Ein weiteres Merkmal, an dem man den züchterischen Standard sehr gut ablesen kann, sind die Schauerfolge, die in den letzten Jahren auf unterschiedlichster Ebene erreicht wurden. Dazu hat auch die aktive Mitwirkung von Anna und Johannes Bock deutlich beigetragen, die die Familie Kraft tatkräftig und sehr erfolgreich bei ihren züchterischen Aktivitäten unterstützen. Mehrere Sieger- oder Reservesiegertitel bei den Fleischrindertagen in Alsfeld in den vergangenen Jahren stehen zu Buche und bei der Bundesschau 2016 kam mit der Färse Yemen ebenfalls die Siegerin aus der Bechtelsberg-Herde.
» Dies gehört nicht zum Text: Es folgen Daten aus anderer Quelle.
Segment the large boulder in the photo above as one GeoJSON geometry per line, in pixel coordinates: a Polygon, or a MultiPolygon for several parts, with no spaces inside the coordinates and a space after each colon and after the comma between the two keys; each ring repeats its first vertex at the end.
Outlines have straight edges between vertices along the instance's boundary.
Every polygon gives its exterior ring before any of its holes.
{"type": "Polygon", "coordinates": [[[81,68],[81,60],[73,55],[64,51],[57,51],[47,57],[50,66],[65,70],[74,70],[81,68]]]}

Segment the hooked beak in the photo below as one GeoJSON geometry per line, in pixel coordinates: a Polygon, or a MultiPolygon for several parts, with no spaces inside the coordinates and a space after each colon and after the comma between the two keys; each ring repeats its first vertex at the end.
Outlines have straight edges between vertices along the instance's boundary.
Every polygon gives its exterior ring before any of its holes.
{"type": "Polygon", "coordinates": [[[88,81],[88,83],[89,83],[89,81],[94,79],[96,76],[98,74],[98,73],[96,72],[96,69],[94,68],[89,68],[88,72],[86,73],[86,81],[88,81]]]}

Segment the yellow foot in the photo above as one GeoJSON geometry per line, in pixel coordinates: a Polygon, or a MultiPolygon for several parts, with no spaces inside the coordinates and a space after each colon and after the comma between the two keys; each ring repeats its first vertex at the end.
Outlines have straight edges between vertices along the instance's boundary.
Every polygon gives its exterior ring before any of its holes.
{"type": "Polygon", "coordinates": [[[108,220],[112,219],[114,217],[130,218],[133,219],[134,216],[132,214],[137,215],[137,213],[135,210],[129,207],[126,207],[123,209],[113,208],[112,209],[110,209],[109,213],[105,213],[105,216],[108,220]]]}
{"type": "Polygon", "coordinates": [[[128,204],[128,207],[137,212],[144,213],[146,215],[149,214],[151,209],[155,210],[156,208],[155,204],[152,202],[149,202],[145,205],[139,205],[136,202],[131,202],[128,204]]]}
Als weiterer züchterischer Erfolg ist der Bundessiegertitel für den aktuellen Bundessieger Hadschi vom Bechtelsberg zu erwähnen, den sein neuer Besitzer aus Baden-Württemberg im vergangenen Jahr erreichen konnte.

Maßgeblich zu der ganzen züchterischen Entwicklung hat die Tatsache beigetragen, dass Horst Kraft in den vergangenen Jahren immer wieder international nach hochwertiger Genetik Ausschau gehalten hat und gezielte Ergänzungen zur Erweiterung der genetischen Variabilität vorgenommen wurden. Deswegen finden sich heute im Betrieb eine Vielzahl von international sehr erfolgreichen Blutlinien, die die gesamte Galloway-Zucht in Deutschland eindeutig bereichern. Aus diesem Grund haben in den zurückliegenden Jahren viele Züchter den Weg nach Ottrau gefunden, um die Selektion ihres neuen Herdenbullen auf dem Hof Kraft vorzunehmen.

Ein weiterer enorm wichtiger Aspekt in der Vermarktung ist jedoch auch die Direktvermarktung des Fleisches der Tiere, die sich für den Zuchtviehmarkt nicht empfehlen. Kunden aus dem regionalen Umfeld, aber durchaus auch aus entfernteren Regionen, schätzen das Fleisch aus der Kraft´schen Galloway-Herde und die Beschickung von Schauen wirkt sich auch hier sehr positiv auf die Kundenbetreuung aus. Ein weiterer wichtiger Aspekt der züchterischen Arbeit war und ist die Unterstützung der Veranstaltung der Jungzüchter auf verschiedensten Ebenen. Immer wieder waren junge Leute mit Färsen aus dem Betrieb Kraft bei den unterschiedlichsten Wettbewerben vertreten und sorgten dafür, dass Siegertitel nach Hessen kamen. Dieses ist nicht möglich, wenn nicht eine entsprechende Vorbereitung der Tiere im Betrieb gewährleistet ist.

In gleicherweise hat sich Horst Kraft über viele Jahre im Ehrenamt stark engagiert und die Interessen der extensiven Rinderhaltung im Aufsichtsrat der Zucht- und Besamungsunion Hessen eG mit Nachdruck vertreten. Bei vielen Terminen oder Veranstaltungen, die er als Vorsitzender des Bundesverbandes der Galloway-Züchter wahrgenommen hat, ist es Horst Kraft gelungen, die Vorzüge der Rasse herauszustellen und damit aktiv und erfolgreich Werbung für Galloways aus Deutschland zu machen. Dieser enorme zeitliche Einsatz war auch nur deswegen möglich, weil im Besonderen die Unterstützung der Familie Bock bei der Betreuung der Herde vor Ort immer gegeben ist. Die Vergabe des Staatsehrenpreises an den Zuchtbetrieb Kraft, Ottrau, unterstreicht die Bedeutung, die die Mutterkuhhaltung mit extensiven Rassen in Hessen hat und die heute für die Beweidung auf vielen Standorten absolut unverzichtbar ist.